Hallo (af), vielen Dank noch einmal für Deine Rückfrage. Wir haben hier zwei Tathandlungen an die wir anknüpfen: (1) das Anfahren und (2) das Wegfahren/Liegenlassen. Bezüglich des Anfahrens liegt isoliert betrachtet eine fahrlässige Tötung (§ 222 StGB) vor, denn insoweit handelte T ja noch nicht einmal bedingt vorsätzlich. Im Hinblick auf das Wegfahren dagegen hat sich die Situation geändert. T traf hier eine

Garantenpflicht

aus Ingerenz und wäre verpflichtet gewesen der verletzten P zu helfen. Dies hat er unterlassen und dabei billigend in Kauf genommen, dass P verstirbt.
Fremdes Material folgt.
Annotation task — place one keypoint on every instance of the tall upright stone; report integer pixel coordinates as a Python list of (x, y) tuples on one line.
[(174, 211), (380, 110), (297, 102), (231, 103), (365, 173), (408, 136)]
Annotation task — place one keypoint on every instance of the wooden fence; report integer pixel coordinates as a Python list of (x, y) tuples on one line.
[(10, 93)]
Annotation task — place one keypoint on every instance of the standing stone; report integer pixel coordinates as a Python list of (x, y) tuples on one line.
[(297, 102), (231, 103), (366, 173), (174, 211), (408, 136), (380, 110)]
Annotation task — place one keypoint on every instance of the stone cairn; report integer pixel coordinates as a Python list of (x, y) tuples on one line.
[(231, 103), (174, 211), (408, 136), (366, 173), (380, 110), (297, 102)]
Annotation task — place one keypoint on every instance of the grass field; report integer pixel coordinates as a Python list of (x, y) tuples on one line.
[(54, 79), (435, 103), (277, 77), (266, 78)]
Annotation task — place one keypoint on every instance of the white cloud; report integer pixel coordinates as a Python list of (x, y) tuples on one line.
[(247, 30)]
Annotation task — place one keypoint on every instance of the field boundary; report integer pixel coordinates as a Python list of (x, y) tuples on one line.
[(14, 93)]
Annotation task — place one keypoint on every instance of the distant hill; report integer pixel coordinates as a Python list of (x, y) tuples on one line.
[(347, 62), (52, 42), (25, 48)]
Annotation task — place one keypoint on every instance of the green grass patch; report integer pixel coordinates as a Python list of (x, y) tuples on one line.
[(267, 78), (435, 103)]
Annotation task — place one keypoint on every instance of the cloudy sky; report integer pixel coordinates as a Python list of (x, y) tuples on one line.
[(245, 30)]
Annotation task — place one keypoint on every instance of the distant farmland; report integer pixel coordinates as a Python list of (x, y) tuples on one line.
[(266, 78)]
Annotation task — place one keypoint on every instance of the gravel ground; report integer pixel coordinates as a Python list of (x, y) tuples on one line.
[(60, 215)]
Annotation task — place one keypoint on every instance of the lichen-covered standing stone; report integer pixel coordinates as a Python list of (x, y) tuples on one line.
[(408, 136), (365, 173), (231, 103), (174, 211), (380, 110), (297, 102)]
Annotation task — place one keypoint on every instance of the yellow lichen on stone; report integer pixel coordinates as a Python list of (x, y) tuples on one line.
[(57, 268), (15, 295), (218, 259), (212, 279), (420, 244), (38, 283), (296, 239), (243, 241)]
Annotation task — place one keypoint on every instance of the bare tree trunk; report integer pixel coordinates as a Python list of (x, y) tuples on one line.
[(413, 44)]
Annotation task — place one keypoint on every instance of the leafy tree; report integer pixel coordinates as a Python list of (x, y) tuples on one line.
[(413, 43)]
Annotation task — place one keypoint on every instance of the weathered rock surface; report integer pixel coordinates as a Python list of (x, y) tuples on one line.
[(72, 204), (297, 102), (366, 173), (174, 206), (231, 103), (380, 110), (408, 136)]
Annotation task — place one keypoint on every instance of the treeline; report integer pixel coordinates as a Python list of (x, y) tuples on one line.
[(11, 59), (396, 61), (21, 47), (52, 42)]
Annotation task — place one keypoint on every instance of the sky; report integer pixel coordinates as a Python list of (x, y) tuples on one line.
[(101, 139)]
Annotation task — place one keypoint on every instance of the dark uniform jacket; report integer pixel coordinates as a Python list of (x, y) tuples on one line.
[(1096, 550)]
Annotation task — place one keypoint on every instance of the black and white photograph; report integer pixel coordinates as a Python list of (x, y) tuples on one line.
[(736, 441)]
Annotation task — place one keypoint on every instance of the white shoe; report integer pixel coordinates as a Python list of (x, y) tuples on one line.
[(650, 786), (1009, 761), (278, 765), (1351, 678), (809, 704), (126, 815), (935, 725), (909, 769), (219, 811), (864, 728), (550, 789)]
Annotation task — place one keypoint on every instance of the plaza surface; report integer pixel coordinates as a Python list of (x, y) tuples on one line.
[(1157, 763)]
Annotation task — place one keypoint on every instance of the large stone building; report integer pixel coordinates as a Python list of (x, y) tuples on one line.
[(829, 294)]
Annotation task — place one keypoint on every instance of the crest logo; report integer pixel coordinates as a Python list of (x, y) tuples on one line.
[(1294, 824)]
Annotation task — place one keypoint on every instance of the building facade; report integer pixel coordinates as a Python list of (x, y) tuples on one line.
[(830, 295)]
Insoweit liegt hier ein Totschlag durch Unterlassen (§§ 212, 13 StGB) vor (da hier auch Verdeckungsabsicht vorlag, ist zudem der Verdeckungsmord einschlägig). Der Unfall schafft eine Zäsur, sodass eine Handlungsmehrheit vorliegt (§ 53 StGB). Auch im Fall der Handlungsmehrheit können verwirklichte Delikte nach dem Gedanken der Subsidiarität/Konsumtion zurücktreten. Hier spricht man von mitbestraften Vor-/Nachtaten (vgl. Rengier, Strafrecht AT, § 11 RdNr. 44). Da in diesem Fall die Unterlassenstat (Wegfahren ohne zu helfen) schwerer wiegt, als das aktive Tun (Anfahren) geht die Unterlassenstat hier ausnahmsweise vor (Matt/Renzikowski/Haas, 2. Aufl. 2020, StGB § 13 Rn. 23), sodass die fahrlässige Tötung als mitbestrafte

Vortat

verdrängt wird. Ich hoffe, so wird es jetzt klarer :-) Beste Grüße, Lukas - für das Jurafuchs-Team

DAV

David.

9.5.2023, 17:38:38

Wie würde man das Gutachten dann aufbauen? Würde man die fahrlässige Tötung komplett prüfen? Und würde man die fahrlässige Tötung dann im Anschluss an den Totschlag durch Unterlassen prüfen?

FRA

Francesco

4.8.2024, 22:44:05

Meiner Meinung nach prüft man dann Totschlag durch Unterlassen (evtl. Mord wegen Verdeckungsabsicht) und das wars dann auch.